Apple May Test the Bounds of iPhone Love by Unveiling a $1,000 Model
Apple is expected to sell its fanciest iPhone yet for $1,000, crossing into a new financial frontier that will test how much consumers are willing to pay for a device that's become an indispensable part of modern life. The unveiling of a dramatically redesigned iPhone will likely be the marquee moment when Apple hosts its first product event at its new spaceship-like headquarters. True to its secretive ways, Apple won't confirm that it will be introducing a new iPhone, though a financial forecast issued last month telegraphed something significant is in the pipeline. In addition to several new features, a souped-up "anniversary" iPhone — coming a decade after Apple's late co-founder Steve Jobs unveiled the first version — could also debut at an attention-getting $999 price tag, twice what the original iPhone cost. It would set a new price threshold for any smartphone intended to appeal to a mass market.
Infected Puppies Put 9 in Hospital, Sicken 30 More
Puppies carrying a common germ have infected 39 people, putting nine of them into the hospital, federal health officials told NBC News. The cases are all linked to puppies sold in seven states by the pet store chain Petland, the Centers for Disease Control and Prevention said. The infection, called Campylobacter, is common in dogs and it can pass to people easily. “The ill people are from seven states (Florida, Kansas, Missouri, Ohio, Pennsylvania, Tennessee, and Wisconsin),” the CDC said. The illnesses go back nearly a year, to September of 2016. Dogs infected with Campylobacter might look perfectly well, but they can also have diarrhea, vomiting, or a fever. In people, symptoms include diarrhea, sometimes bloody; fever; stomach cramps; nausea and vomiting.

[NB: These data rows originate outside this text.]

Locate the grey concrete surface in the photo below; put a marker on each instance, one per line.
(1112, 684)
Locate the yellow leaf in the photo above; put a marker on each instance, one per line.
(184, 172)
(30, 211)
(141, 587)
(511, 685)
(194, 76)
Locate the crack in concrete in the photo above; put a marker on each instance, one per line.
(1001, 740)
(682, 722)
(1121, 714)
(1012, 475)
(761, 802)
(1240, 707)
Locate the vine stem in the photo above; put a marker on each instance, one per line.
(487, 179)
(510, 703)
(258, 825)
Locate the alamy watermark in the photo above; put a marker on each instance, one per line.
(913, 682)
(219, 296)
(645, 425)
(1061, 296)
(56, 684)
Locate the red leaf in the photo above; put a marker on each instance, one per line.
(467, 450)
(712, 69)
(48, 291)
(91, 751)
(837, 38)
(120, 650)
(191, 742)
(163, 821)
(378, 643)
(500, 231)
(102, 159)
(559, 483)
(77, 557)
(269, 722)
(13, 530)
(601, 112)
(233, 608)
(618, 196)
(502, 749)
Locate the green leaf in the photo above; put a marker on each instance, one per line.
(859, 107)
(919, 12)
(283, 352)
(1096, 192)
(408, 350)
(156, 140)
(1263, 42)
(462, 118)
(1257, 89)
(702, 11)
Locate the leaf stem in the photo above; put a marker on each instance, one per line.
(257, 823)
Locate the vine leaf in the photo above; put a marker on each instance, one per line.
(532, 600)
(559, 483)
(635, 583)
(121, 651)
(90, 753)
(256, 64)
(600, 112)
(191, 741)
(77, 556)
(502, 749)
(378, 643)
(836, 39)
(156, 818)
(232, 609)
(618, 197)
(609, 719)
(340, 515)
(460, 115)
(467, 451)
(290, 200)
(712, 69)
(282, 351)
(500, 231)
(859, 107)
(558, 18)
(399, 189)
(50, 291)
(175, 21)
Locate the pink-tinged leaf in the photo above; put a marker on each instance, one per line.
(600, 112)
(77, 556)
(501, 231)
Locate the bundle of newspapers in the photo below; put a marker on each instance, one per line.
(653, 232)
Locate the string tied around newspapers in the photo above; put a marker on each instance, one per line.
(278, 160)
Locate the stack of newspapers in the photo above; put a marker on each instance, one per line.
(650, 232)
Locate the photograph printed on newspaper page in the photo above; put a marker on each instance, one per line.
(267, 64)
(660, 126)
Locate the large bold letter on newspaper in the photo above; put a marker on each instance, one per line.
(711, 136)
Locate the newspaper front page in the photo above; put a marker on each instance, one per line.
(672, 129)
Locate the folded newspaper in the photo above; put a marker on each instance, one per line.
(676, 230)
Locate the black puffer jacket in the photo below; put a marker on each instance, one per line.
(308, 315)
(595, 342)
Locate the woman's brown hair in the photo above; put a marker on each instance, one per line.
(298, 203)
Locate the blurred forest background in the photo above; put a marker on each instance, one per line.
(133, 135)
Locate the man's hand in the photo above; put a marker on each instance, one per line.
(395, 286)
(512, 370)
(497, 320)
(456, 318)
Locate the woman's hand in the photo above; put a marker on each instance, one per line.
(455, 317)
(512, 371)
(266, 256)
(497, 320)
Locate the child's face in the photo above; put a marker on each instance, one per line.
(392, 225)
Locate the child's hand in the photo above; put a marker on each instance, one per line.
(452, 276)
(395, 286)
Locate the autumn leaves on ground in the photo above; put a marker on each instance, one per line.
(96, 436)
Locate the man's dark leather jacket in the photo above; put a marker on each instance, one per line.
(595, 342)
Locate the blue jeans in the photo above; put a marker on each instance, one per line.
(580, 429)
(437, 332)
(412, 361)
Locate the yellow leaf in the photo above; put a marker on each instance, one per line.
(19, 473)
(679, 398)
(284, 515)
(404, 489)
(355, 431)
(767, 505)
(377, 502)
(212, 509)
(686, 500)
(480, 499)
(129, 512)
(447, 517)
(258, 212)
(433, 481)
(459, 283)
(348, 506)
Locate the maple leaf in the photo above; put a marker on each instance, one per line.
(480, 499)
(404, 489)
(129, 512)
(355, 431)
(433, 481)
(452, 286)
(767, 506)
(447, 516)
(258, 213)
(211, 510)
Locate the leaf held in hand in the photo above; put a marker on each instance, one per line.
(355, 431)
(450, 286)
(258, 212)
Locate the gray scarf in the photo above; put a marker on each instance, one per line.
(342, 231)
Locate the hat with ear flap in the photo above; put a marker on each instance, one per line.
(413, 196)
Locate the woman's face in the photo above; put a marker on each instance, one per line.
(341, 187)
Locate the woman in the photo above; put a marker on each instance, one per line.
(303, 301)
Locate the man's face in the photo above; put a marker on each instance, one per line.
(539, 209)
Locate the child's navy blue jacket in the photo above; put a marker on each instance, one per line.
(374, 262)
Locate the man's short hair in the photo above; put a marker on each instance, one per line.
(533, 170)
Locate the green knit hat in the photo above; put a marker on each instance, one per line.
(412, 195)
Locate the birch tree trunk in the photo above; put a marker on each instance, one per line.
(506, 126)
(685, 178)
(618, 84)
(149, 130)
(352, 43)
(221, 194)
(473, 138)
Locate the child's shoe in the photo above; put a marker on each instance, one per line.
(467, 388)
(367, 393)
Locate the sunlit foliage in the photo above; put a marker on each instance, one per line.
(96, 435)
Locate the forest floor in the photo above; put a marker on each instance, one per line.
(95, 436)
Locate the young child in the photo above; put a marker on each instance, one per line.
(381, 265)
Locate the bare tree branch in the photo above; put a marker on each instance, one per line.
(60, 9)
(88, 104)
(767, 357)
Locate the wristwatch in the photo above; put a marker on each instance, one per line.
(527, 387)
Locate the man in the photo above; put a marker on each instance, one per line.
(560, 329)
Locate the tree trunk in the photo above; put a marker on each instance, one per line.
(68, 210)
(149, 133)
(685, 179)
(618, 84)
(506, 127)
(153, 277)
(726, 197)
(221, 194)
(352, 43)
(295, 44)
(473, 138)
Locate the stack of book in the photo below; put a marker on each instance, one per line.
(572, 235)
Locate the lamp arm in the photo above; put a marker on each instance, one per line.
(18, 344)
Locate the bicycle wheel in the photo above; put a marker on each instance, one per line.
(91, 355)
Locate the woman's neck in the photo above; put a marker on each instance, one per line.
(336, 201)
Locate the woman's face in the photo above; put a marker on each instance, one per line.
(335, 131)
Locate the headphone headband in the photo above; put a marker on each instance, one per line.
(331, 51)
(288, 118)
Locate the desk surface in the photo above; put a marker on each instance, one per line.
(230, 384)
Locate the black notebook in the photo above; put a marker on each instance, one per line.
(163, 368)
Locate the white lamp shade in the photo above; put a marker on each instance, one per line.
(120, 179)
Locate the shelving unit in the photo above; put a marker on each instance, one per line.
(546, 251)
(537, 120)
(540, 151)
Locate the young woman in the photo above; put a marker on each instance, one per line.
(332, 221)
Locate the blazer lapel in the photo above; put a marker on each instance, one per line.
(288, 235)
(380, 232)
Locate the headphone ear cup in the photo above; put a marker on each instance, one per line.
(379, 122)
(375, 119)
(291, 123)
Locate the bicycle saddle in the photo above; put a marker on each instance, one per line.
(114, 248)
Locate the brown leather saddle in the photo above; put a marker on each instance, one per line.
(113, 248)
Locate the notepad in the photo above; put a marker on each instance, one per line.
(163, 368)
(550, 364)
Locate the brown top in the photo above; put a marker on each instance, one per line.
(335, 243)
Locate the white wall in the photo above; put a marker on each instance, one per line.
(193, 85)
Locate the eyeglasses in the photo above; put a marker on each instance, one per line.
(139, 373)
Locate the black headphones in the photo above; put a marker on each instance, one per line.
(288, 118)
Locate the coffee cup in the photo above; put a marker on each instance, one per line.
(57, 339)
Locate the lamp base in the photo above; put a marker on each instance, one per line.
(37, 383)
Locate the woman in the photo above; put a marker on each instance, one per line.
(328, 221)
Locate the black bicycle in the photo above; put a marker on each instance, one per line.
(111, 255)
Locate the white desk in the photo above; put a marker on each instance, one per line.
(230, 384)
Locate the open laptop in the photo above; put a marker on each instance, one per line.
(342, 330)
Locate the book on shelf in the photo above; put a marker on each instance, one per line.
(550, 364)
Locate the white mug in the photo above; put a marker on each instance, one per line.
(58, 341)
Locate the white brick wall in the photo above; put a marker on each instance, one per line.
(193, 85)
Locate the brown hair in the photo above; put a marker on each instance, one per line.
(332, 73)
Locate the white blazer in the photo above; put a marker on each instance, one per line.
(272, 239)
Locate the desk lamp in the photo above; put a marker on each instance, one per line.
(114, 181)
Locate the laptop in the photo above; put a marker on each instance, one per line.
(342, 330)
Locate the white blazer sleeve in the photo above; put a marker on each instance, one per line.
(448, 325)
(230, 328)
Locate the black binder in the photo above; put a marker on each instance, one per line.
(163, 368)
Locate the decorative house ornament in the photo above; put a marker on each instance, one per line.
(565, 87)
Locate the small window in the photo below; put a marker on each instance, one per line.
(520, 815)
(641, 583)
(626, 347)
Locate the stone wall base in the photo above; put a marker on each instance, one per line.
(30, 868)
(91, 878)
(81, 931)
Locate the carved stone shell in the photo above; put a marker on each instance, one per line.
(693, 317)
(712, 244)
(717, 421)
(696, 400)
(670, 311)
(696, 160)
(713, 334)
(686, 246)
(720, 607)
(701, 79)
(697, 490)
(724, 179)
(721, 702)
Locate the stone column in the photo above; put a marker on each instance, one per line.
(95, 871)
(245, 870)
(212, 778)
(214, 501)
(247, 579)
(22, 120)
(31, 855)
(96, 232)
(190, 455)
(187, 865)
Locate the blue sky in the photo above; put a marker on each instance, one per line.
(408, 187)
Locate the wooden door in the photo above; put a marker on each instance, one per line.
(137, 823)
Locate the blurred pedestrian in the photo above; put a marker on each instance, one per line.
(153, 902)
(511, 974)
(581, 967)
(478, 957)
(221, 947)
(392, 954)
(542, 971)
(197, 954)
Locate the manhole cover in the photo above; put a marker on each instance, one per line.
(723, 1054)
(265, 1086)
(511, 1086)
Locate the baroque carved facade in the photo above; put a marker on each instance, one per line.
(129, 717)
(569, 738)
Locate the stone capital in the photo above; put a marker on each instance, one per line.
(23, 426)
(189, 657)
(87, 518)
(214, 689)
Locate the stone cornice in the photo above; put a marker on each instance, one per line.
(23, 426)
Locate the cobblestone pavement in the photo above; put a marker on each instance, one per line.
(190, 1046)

Mechanical Problems Reported Before Crash That Killed Country Singer
Authorities say the pilot of a helicopter carrying country music performer Troy Gentry reported the aircraft was experiencing mechanical problems shortly before it crashed in New Jersey, killing the two men. The helicopter went down in a wooded area as it approached the Flying W Airport in Medford. Gentry was one-half of the award-winning country music duo Montgomery Gentry. The crash occurred hours before they were due to perform at a resort housed at the airport. Radio communication between emergency responders show the pilot was planning to make an emergency landing and was hovering in the air while waiting for the fire department to arrive.
Liam Neeson Says His Days as an Action Hero Are Over
Special set of skills or not, Liam Neeson says he's finished making thrillers. In an interview, Neeson said that he plans to stop even though it's hard to turn down the lucrative offers he gets thanks to his box-office success in the three "Taken" films, as well as other thrillers. Neeson believes he's simply getting too old to be an action hero. Neeson still has two upcoming revenge thrillers he's already shot: "Hard Powder," in which he plays a snowplow driver who faces off with drug dealers, and "The Commuter," with director Jaume Collet-Serra, who also directed Neeson in "Unknown," ''Non-Stop" and "Run All Night." But, Neeson said, those will be his last. Instead, Neeson has turned back to dramatic work.